La fábrica eclesial de Retuerta parece ser la más antigua, pues en 1153 la condesa Elo, hija de Mayor Petri, junto a su marido el conde Ramiro y su hermano Pedro Martín, donaban a Retuerta y su abad Sancho un par de canteras en el valle de Trigueros. La triple batería absidal refleja aún un claro apego a la tradición románica, una primera campaña que también afectó a parte de los muros del costado meridional del templo y algunas dependencias claustrales (aún mantiene la entrada románica a la sala capitular, donde aparecen columnas torsas con capiteles zoomórficos emparentables con el segundo taller del claustro de Santo Domingo de Silos).
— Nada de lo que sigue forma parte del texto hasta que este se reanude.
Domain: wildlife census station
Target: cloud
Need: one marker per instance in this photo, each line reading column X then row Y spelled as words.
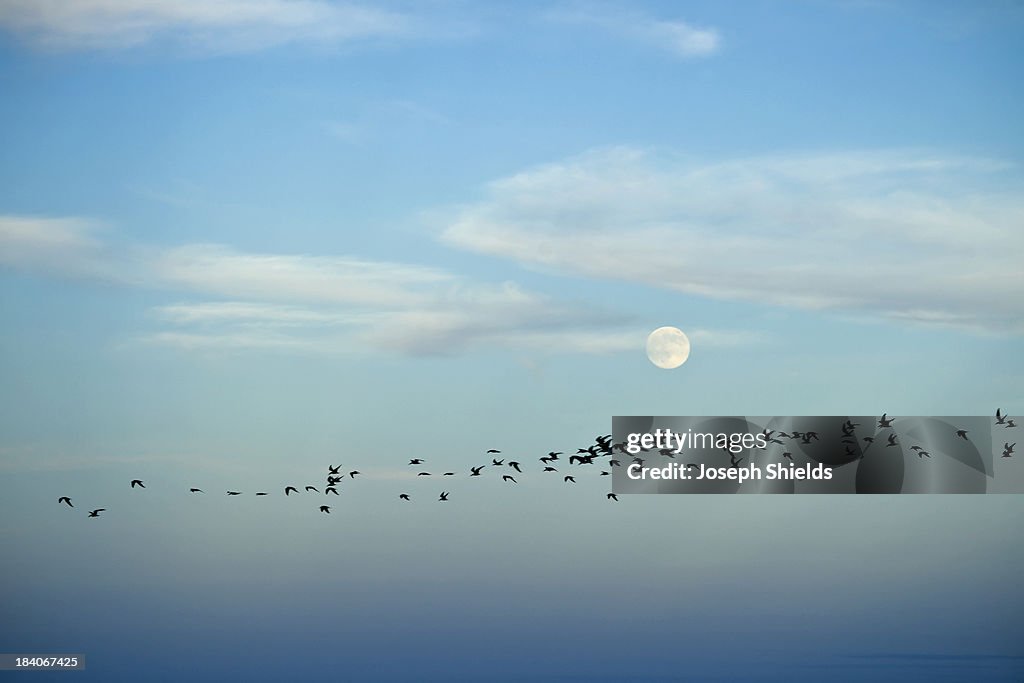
column 315, row 304
column 936, row 240
column 224, row 26
column 676, row 37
Los capiteles de la cabecera -en las jambas de las ventanas del exterior- se adscriben al repertorio ornamental tardorrománico, con grifos entre hojarascas y ricas cestas vegetales de resonancias antiquizantes que se prolongan por las impostas. El capitel situado a la derecha de la entrada en la capilla del evangelio efigia una curiosa máscara vomitando tallos que rodean molinillos de acantos en espiral mientras que en la capilla mayor se distinguen otras cestas con acanaladas hojas de acanto y acaracolados roleos. Se trata de escuetas referencias estilísticas perfectamente entroncadas con los talleres asociados al nombre de los maestros Covaterio y Juan de Piasca, presumiblemente activos entre 1172 y 1186 en Santa María de Piasca (Liébana) y las tierras del Alto Pisuerga (Rebolledo de la Torre, Vallespinoso de Aguilar, Pozancos, Las Henestrosas de las Quintanillas, la ermita de Santa Eulalia de Barrio de Santa María o la parroquial de Barrio de Santa María en Becerril del Carpio entre tantos otros conjuntos). Aunque la mayor parte de tales testimonios rurales se sitúan sospechosamente en el entorno del monasterio premonstratense de Santa María de Aguilar de Campo (y algunos de cuyos restos escultóricos presentan los mismos rasgos distintivos), casa dependiente de Retuerta, que fue rectora de la circaria hispana. Desconsuela no haber conservado la cabecera románica de Aguilar, que fue sustituida por otra poligonal de cronología gótica, pues podría ofrecer pistas para comprender mejor los volúmenes, hechuras y decoración de la vallisoletana.